Most of these facts are easily verified at the Bureau of Labor Statistics Web site, bls.gov. But in the mid-’90s, as today, those who claimed U.S. jobs losses were due to trade deficits never bothered to look at facts. Instead they assumed trade deficits meant lost jobs. So they likewise assumed that trade surpluses in Japan and Germany have meant those countries were gaining the jobs we lost. At last count, Germany still had a huge trade surplus — $153 billion over the past year — and an unemployment rate of 10.3 percent.

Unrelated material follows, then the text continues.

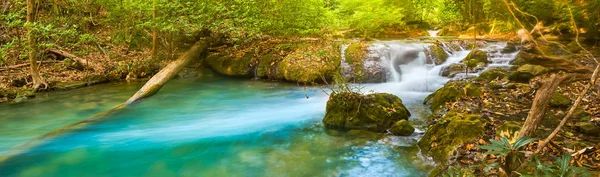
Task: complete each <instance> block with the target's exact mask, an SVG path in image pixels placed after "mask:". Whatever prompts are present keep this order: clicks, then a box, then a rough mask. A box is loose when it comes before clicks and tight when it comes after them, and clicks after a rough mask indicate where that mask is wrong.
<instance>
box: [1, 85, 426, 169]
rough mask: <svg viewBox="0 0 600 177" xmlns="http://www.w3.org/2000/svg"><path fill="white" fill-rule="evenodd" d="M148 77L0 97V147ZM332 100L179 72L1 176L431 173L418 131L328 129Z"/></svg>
mask: <svg viewBox="0 0 600 177" xmlns="http://www.w3.org/2000/svg"><path fill="white" fill-rule="evenodd" d="M141 84H142V83H133V84H125V83H121V84H108V85H99V86H93V87H89V88H83V89H78V90H74V91H68V92H58V93H50V94H48V95H45V96H41V98H37V99H34V100H32V101H30V102H27V103H24V104H13V105H0V155H6V154H10V153H11V152H10V148H11V147H13V146H15V145H17V144H19V143H23V142H26V141H27V140H28V139H31V138H33V137H36V136H38V135H41V134H43V133H46V132H48V131H50V130H53V129H56V128H58V127H61V126H63V125H67V124H69V123H72V122H75V121H77V120H80V119H83V118H86V117H88V116H90V115H93V114H95V113H98V112H101V111H103V110H105V109H108V108H110V107H112V106H114V105H116V104H118V103H120V102H122V101H124V100H126V99H127V98H128V97H129V96H130V95H132V94H133V93H134V92H135V91H136V89H137V88H139V87H141ZM369 87H374V86H369ZM424 95H426V94H421V95H419V96H418V97H424ZM306 96H308V97H309V98H308V99H307V98H306ZM400 96H401V97H402V95H401V94H400ZM421 99H422V98H421ZM326 101H327V95H326V94H325V93H323V92H322V91H321V90H320V89H318V88H308V89H306V90H305V89H304V88H300V87H297V86H296V85H290V84H282V83H270V82H262V81H243V80H230V79H222V78H218V77H213V78H199V79H186V80H174V81H171V82H170V83H169V84H168V85H167V86H166V87H165V88H164V90H162V91H161V92H160V93H159V94H157V95H156V96H154V97H152V98H150V99H147V100H144V101H142V102H140V103H139V104H136V105H134V106H132V107H129V108H126V109H125V110H124V111H123V112H121V113H119V114H117V115H114V116H111V117H109V118H107V119H106V120H105V121H102V122H100V123H98V124H95V125H93V126H90V127H86V128H84V129H81V130H77V131H75V132H72V133H69V134H66V135H63V136H61V137H59V138H58V139H55V140H53V141H51V142H49V143H47V144H45V145H43V146H41V147H38V148H35V149H33V150H32V151H30V152H28V153H26V154H22V155H19V156H18V157H17V158H14V159H11V160H10V161H8V162H6V163H4V164H0V176H19V177H20V176H61V177H69V176H77V177H79V176H157V177H164V176H426V172H425V171H427V170H428V169H429V168H430V167H429V166H428V165H424V164H426V163H425V162H423V161H419V160H418V159H419V157H418V156H417V154H418V149H417V148H415V147H414V144H415V142H416V138H417V137H406V138H399V137H384V138H383V139H381V138H373V137H370V136H368V135H367V136H365V135H355V134H351V133H345V132H339V131H334V130H325V129H324V128H323V125H322V123H321V119H322V118H323V115H324V113H325V102H326ZM408 102H411V101H408ZM409 107H419V104H415V105H412V106H411V105H409ZM422 110H425V109H422ZM413 112H414V111H413ZM413 115H420V114H418V113H414V114H413ZM411 119H419V118H418V116H417V118H415V116H413V118H411ZM374 136H377V135H374Z"/></svg>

Trade was balanced in the United States in 1981 and 1991. Economies in recession don’t need to import much oil, copper, bauxite, high-tech components, etc. The trade deficit increased after those recessions ended. But it would be absurd to claim (as some really do) that such increases in the trade deficit meant we would have had more jobs by staying in recession forever.
Despite the evident nonsense of equating trade deficits with job loss, and surpluses with job gains, that assumption is nonetheless still used by the AFL-CIO and Progressive Policy Institute to estimate or “impute” job losses to trade deficits.
It follows Japan and Germany must still be gaining all those jobs we are supposedly exporting. But nobody is foolish enough to try repeating that claim again. So those afflicted with chronic trade phobia have recycled their faded stories by simply replacing the words “Japan and Germany” with “China and India.”
Mr. Fingleton’s latest effort is an article called “Trading Down” in the American Prospect. Citing fellow curmudgeons Lester Thurow, Pat Choate and Lou Dobbs, Mr. Fingleton predicts “a devaluation from hell… a truly devastating devaluation.” Given the author’s forecasting record, the dollar naturally started moving up on this non-news.
Such efforts to rewrite the old “Japan will overtake us” melodrama lose a lot in translation. Unlike Japan, India has a chronic trade deficit in merchandise, averaging about 3 percent of GDP, so India has to export services to pay for rapidly increasing imports of food and machinery.
Diehard “twin deficits” zealots have even more explaining to do. India’s budget deficit has ranged from 9 percent to 10 percent of GDP for a number of years, but that doesn’t seem to have slowed the economy a bit.
China still has a small trade surplus, but the notion China has been stealing our manufacturing jobs faces a bigger problem. According to the Asian Development Bank (adb.org), China’s industrial employment fell from 109.9 million in 1995 to 83.1 million in 2002 — a drop of 24 percent.
Anyone who wonders where U.S. manufacturing jobs have gone need not bother looking for those jobs in China, Japan, Hong Kong or South Korea. All those countries suffered much larger percentage declines in manufacturing jobs than the United States has. Politically inconvenient, perhaps, but true.
Nobody denies many manufacturing industries went through rough times from July 2000 to June 2003. Yet super-economist Brian Wesbury at gkst.com notes the manufacturing component of the U.S. industrial production index rose at an impressive 7.1 percent annual rate over the past six months.
Six months is not enough time for that big turnaround to have had much affected employment, but it will. People who keep reminding us that many measures of employment are not yet entirely back to the previous peak — which took nine years to reach — make a lot of noise without saying anything.
Whenever overly excited journalists, politicians and pseudo-economists start telling you the United States should worry more about economic strength in China and India than about economic weakness in Europe, Mexico and Canada, remember to check what they said about Japan and Germany overtaking the U.S. economy a mere decade ago.